Institute of Epidemiology, Helmholtz Zentrum München, German Research Center for Environmental Health, Neuherberg, Germany; Institute for Medical Information Processing, Biometry and Epidemiology (IBE), Faculty of Medicine, LMU Munich, Pettenkofer School of Public Health, Munich, Germany.
Climate Service Center Germany (GERICS), Helmholtz-Zentrum Hereon, Hamburg, Germany.
Environ Res. 2023 Dec 1;238(Pt 2):117173. doi: 10.1016/j.envres.2023.117173. Epub 2023 Sep 20.
The lack of readily available methods for estimating high-resolution near-surface relative humidity (RH) and the incapability of weather stations to fully capture the spatiotemporal variability can lead to exposure misclassification in studies of environmental epidemiology. We therefore aimed to predict German-wide 1 × 1 km daily mean RH during 2000-2021. RH observations, longitude and latitude, modelled air temperature, precipitation and wind speed as well as remote sensing information on topographic elevation, vegetation, and the true color band composite were incorporated in a Random Forest (RF) model, in addition to date for capturing the temporal variations of the response-explanatory variables relationship.

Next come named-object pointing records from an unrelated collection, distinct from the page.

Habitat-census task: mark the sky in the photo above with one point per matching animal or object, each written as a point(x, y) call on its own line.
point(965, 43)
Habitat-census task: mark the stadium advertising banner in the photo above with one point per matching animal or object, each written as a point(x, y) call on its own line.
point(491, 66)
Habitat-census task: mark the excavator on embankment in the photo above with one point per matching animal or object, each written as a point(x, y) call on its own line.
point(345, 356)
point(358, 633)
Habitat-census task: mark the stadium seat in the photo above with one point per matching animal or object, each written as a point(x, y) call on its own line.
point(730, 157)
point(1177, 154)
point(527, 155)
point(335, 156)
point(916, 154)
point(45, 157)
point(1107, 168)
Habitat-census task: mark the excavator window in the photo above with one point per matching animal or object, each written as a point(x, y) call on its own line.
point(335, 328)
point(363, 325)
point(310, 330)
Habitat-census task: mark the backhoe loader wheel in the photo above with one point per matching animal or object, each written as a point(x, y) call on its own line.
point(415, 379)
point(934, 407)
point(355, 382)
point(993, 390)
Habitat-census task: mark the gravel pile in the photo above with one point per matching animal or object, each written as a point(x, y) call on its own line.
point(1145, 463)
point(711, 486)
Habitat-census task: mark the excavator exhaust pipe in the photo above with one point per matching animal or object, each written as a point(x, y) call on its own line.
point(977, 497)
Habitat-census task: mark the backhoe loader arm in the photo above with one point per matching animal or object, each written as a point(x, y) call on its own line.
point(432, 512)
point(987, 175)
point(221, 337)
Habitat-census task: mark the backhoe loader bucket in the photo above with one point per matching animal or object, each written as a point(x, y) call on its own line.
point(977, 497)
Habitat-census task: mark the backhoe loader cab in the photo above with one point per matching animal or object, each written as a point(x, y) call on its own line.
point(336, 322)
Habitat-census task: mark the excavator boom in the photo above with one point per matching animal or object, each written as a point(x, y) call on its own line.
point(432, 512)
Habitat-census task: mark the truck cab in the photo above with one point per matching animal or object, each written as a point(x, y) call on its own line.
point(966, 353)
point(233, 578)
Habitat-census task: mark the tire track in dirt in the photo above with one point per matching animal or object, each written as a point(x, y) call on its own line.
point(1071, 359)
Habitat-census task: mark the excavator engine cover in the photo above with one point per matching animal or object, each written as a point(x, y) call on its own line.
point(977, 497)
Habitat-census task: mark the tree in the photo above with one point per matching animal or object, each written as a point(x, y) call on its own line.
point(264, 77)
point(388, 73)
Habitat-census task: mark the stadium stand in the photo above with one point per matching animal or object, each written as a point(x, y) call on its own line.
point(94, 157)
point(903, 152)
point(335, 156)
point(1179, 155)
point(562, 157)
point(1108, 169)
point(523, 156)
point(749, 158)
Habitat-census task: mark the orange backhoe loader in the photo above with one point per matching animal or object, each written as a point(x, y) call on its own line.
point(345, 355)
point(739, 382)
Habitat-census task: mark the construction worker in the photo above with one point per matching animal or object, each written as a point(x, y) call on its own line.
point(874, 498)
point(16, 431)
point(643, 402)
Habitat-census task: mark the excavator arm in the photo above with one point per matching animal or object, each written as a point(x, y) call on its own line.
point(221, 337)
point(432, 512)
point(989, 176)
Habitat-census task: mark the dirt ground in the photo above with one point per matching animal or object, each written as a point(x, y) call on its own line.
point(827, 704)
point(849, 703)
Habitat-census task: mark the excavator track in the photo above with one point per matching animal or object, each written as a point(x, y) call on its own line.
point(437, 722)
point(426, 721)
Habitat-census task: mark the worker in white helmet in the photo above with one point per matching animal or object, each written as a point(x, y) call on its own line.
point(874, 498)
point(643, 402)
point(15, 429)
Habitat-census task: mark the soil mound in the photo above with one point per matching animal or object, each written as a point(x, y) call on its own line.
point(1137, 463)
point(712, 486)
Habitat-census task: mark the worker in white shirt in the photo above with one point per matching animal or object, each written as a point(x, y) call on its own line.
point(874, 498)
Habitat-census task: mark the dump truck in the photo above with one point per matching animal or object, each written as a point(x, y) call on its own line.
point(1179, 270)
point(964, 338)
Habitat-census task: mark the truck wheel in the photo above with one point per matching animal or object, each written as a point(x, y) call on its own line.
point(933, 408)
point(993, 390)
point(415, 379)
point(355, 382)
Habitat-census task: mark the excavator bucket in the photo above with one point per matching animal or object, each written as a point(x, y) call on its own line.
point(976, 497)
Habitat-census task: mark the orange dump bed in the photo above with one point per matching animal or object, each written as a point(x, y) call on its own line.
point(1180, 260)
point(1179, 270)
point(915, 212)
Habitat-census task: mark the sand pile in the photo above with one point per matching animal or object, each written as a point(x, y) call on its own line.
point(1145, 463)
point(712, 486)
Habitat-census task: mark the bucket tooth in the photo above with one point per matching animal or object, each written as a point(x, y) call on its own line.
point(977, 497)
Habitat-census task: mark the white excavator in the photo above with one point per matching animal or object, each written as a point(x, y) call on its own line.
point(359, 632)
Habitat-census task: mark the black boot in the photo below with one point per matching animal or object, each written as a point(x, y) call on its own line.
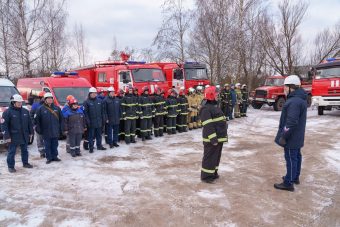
point(283, 186)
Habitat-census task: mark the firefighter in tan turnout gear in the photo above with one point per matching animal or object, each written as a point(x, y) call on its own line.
point(214, 135)
point(192, 117)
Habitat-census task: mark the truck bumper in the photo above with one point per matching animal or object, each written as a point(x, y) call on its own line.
point(263, 100)
point(325, 101)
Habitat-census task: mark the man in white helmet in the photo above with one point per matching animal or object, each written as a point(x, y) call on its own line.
point(291, 132)
point(18, 130)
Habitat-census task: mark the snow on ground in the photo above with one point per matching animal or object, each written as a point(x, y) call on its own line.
point(157, 183)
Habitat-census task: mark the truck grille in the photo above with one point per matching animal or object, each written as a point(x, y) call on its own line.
point(260, 93)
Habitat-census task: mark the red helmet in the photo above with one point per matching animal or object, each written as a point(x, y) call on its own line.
point(73, 101)
point(41, 94)
point(145, 88)
point(210, 93)
point(68, 98)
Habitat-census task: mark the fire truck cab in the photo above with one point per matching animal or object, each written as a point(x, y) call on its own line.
point(121, 74)
point(272, 92)
point(189, 74)
point(326, 85)
point(60, 84)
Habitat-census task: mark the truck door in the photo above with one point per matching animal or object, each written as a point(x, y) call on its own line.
point(177, 78)
point(124, 79)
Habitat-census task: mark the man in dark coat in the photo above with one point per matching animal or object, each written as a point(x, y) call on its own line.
point(95, 118)
point(18, 130)
point(113, 115)
point(291, 133)
point(49, 123)
point(214, 135)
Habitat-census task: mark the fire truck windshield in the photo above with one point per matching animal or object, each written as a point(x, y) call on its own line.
point(6, 93)
point(80, 93)
point(148, 75)
point(274, 82)
point(327, 73)
point(196, 74)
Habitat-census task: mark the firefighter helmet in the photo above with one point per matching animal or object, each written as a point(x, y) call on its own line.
point(210, 93)
point(69, 97)
point(48, 95)
point(92, 90)
point(292, 80)
point(17, 98)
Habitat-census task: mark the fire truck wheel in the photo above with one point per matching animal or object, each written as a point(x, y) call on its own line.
point(256, 105)
point(320, 110)
point(278, 105)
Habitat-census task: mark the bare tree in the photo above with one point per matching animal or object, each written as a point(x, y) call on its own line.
point(326, 44)
point(171, 37)
point(281, 38)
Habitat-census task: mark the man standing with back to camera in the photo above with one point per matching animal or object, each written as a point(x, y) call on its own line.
point(291, 133)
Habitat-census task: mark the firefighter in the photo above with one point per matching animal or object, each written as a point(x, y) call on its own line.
point(18, 131)
point(113, 115)
point(183, 113)
point(64, 110)
point(75, 125)
point(291, 132)
point(192, 109)
point(171, 108)
point(199, 99)
point(145, 113)
point(245, 96)
point(159, 105)
point(225, 100)
point(95, 118)
point(121, 134)
point(214, 135)
point(34, 107)
point(50, 124)
point(130, 112)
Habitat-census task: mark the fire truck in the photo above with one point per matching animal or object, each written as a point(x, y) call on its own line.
point(189, 74)
point(7, 90)
point(272, 92)
point(121, 74)
point(60, 84)
point(326, 85)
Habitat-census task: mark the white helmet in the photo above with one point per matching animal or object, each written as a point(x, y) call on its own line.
point(292, 79)
point(17, 98)
point(48, 95)
point(92, 90)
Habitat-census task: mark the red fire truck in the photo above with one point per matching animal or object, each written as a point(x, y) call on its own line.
point(189, 74)
point(326, 85)
point(272, 92)
point(60, 84)
point(120, 74)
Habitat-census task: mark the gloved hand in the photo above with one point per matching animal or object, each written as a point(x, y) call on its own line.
point(282, 141)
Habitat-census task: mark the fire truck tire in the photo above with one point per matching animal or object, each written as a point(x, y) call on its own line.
point(309, 100)
point(278, 105)
point(320, 110)
point(256, 106)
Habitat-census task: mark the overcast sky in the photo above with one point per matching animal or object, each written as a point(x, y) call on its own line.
point(135, 23)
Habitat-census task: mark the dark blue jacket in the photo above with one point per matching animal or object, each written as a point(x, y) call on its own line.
point(293, 120)
point(17, 125)
point(94, 112)
point(233, 97)
point(75, 122)
point(113, 110)
point(49, 120)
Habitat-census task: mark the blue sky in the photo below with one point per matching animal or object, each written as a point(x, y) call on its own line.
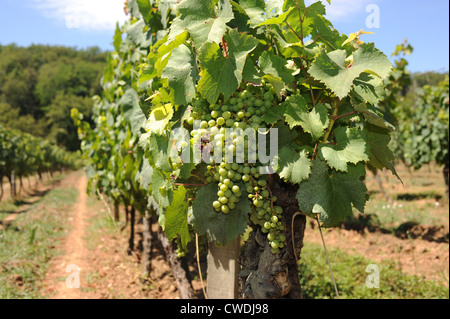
point(84, 23)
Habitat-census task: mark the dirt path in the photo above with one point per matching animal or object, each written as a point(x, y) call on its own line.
point(427, 259)
point(106, 271)
point(73, 261)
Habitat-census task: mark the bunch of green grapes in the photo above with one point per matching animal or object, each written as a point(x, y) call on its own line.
point(242, 111)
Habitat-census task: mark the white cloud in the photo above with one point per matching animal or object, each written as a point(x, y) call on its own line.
point(340, 10)
point(98, 15)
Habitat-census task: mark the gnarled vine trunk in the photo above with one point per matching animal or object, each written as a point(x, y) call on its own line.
point(265, 275)
point(446, 177)
point(147, 245)
point(181, 277)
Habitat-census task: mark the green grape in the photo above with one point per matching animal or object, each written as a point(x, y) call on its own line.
point(214, 114)
point(225, 209)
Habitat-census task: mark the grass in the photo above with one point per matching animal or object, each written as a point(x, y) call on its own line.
point(27, 246)
point(350, 273)
point(420, 200)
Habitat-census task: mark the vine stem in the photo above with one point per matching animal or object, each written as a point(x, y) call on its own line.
point(328, 259)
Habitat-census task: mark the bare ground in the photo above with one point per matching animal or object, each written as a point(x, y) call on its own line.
point(106, 270)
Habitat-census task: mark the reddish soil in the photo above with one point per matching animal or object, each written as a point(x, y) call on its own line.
point(106, 270)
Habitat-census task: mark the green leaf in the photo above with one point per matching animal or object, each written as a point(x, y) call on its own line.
point(274, 65)
point(255, 10)
point(223, 74)
point(117, 38)
point(181, 73)
point(294, 167)
point(132, 111)
point(332, 194)
point(160, 148)
point(380, 154)
point(161, 189)
point(373, 116)
point(332, 70)
point(314, 122)
point(219, 227)
point(369, 88)
point(204, 19)
point(274, 114)
point(278, 20)
point(351, 147)
point(176, 217)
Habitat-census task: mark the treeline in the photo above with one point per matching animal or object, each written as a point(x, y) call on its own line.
point(23, 155)
point(40, 84)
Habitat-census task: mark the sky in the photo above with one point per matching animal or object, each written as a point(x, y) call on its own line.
point(86, 23)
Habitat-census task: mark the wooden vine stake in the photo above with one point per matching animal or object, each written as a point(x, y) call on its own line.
point(223, 268)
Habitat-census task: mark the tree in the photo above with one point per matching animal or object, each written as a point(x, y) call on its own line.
point(244, 65)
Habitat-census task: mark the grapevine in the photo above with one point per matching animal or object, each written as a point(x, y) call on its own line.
point(196, 93)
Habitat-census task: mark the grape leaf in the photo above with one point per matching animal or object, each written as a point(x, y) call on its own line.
point(180, 73)
point(380, 154)
point(294, 166)
point(132, 111)
point(369, 88)
point(332, 194)
point(314, 122)
point(176, 217)
point(159, 118)
point(204, 19)
point(332, 70)
point(223, 74)
point(276, 66)
point(255, 10)
point(145, 8)
point(161, 189)
point(219, 227)
point(351, 147)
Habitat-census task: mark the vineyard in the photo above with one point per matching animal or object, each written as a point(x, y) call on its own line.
point(248, 150)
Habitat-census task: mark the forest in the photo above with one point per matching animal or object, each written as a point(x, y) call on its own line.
point(40, 84)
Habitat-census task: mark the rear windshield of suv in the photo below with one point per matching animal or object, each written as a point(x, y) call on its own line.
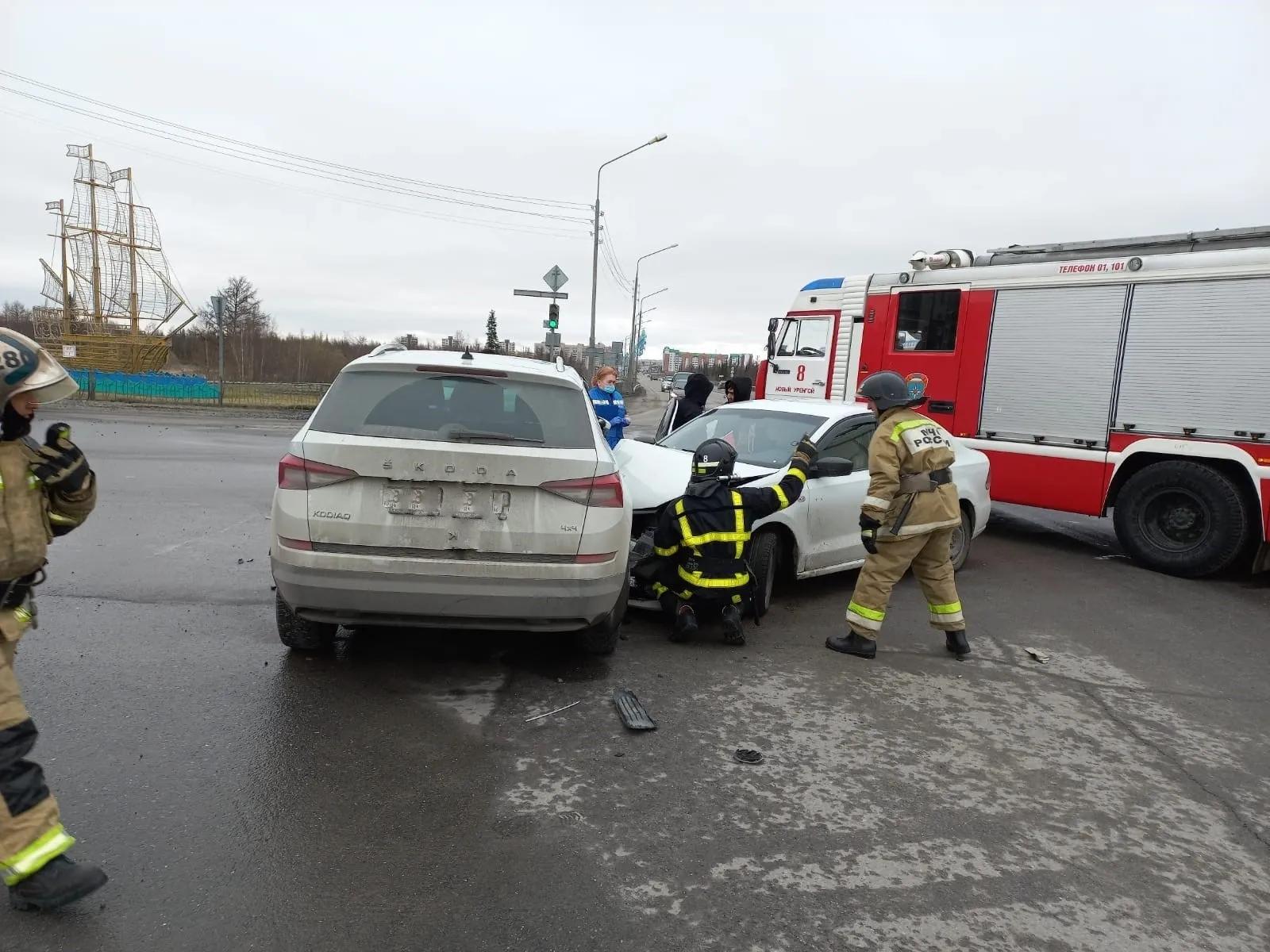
point(455, 408)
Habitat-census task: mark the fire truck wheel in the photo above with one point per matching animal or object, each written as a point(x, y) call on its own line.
point(765, 559)
point(1181, 518)
point(959, 549)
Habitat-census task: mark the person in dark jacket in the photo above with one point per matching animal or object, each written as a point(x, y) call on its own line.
point(702, 539)
point(692, 404)
point(738, 389)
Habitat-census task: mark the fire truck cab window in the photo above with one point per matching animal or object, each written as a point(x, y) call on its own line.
point(806, 338)
point(927, 321)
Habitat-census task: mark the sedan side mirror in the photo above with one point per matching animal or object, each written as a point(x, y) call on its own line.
point(829, 466)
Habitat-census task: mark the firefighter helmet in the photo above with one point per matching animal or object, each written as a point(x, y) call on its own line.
point(887, 390)
point(714, 461)
point(25, 367)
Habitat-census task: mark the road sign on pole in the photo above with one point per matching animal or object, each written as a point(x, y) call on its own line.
point(556, 295)
point(556, 278)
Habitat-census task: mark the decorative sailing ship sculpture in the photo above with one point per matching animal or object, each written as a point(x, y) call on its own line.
point(117, 302)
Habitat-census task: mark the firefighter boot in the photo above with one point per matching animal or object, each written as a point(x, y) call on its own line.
point(685, 625)
point(852, 644)
point(59, 882)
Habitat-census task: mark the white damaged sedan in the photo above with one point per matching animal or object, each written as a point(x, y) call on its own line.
point(819, 533)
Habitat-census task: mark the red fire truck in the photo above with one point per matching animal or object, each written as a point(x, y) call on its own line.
point(1123, 376)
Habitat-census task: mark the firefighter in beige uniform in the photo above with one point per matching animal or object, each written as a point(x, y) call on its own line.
point(48, 490)
point(907, 520)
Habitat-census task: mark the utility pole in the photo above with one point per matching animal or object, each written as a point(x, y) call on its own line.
point(630, 378)
point(595, 236)
point(219, 311)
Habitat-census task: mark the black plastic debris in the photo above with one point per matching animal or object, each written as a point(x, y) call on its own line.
point(632, 711)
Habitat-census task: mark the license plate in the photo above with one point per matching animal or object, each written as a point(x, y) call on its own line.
point(412, 499)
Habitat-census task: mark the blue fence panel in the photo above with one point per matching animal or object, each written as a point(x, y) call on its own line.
point(156, 386)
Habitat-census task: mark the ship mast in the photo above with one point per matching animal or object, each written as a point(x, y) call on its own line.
point(133, 298)
point(67, 282)
point(93, 239)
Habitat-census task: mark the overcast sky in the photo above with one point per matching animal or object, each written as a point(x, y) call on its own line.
point(806, 140)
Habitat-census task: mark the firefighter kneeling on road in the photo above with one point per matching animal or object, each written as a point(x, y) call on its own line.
point(44, 492)
point(907, 520)
point(702, 539)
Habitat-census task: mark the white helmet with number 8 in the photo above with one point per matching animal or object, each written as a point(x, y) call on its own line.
point(25, 367)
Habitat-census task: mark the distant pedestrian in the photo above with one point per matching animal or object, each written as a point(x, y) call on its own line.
point(609, 404)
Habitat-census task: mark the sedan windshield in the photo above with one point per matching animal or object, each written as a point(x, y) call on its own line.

The model achieved high accuracy (R = 0.83) and low errors (Root Mean Square Error (RMSE) of 5.07%, Mean Absolute Percentage Error (MAPE) of 5.19% and Mean Percentage Error (MPE) of - 0.53%), calculated via ten-fold cross-validation. A comparison of our RH predictions with measurements from a dense monitoring network in the city of Augsburg, South Germany confirmed the good performance (R ≥ 0.86, RMSE ≤ 5.45%, MAPE ≤ 5.59%, MPE ≤ 3.11%). The model displayed high German-wide RH (22y-average of 79.00%) and high spatial variability across the country, exceeding 12% on yearly averages. Our findings indicate that the proposed RF model is suitable for estimating RH for a whole country in high-resolution and provide a reliable RH dataset for epidemiological analyses and other environmental research purposes.
缺乏简便可用的方法来估计高分辨率近地表相对湿度(RH),以及气象站无法充分捕捉时空变异性,这可能导致环境流行病学研究中的暴露分类错误。因此,我们旨在预测 2000-2021 年德国全国范围内的 1×1km 日平均 RH。RH 观测值、经纬度、模型化的空气温度、降水和风速以及地形海拔、植被和真彩色波段组合的遥感信息,以及用于捕捉响应-解释变量关系的时间变化的日期,均被纳入随机森林(RF)模型中。该模型具有较高的准确性(R=0.83)和较低的误差(均方根误差(RMSE)为 5.07%,平均绝对百分比误差(MAPE)为 5.19%,平均百分比误差(MPE)为-0.53%),通过十折交叉验证计算得出。我们的 RH 预测与德国南部奥格斯堡市密集监测网络的测量结果进行比较,证实了该模型的良好性能(R≥0.86,RMSE≤5.45%,MAPE≤5.59%,MPE≤3.11%)。该模型显示出德国全国范围内高 RH(22 年平均为 79.00%)和高空间变异性,在年平均值上超过 12%。我们的研究结果表明,所提出的 RF 模型适合于以高分辨率估计整个国家的 RH,并为流行病学分析和其他环境研究目的提供可靠的 RH 数据集。